Téhéran envisage de mettre en place un mécanisme assimilable à un droit de transit pour les navires empruntant le détroit d’Ormuz. Selon Reuters, des analystes estiment que seule une issue diplomatique pourrait rétablir la fluidité du passage dans cette artère essentielle du commerce énergétique mondial.


Depuis le début de la guerre en Iran, Téhéran renforce son contrôle sur le détroit d’Ormuz et envisage, selon Reuters, d’établir un système similaire à un droit de transit pour les navires utilisant cette voie stratégique. Cela pourrait ressembler à un péage. Le régime iranien s’appuie sur sa domination du littoral nord et sur une pression militaire ciblée pour imposer un contrôle direct des flux maritimes.

Ces dernières semaines, les attaques et les menaces ont entraîné une augmentation des coûts d’assurance et ont paralysé le trafic, incitant plusieurs pays à négocier individuellement des conditions de passage. Ce système de « transit sous permission » permet à l’Iran de choisir les navires autorisés à traverser, ouvrant la voie à une tarification ou à des contreparties politiques et économiques.

Face à cette situation, les efforts américains pour sécuriser le détroit n’ont pas suscité de mobilisation internationale significative. Plusieurs alliés refusent d’envisager une intervention militaire, tandis que des pays comme l’Inde ou la Chine privilégient des accords directs avec Téhéran pour garantir l’accès.

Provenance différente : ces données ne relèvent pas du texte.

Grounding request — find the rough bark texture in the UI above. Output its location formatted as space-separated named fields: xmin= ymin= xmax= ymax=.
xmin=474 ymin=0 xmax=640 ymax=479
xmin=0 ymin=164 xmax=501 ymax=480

En effet, le contrôle iranien du détroit devient de plus en plus un levier stratégique, où la question du droit de transit dépasse le cadre militaire pour se transformer en un outil de négociation économique. Selon Reuters, des analystes estiment que seule une solution diplomatique pourrait restaurer la fluidité du passage dans cette artère essentielle du commerce énergétique mondial.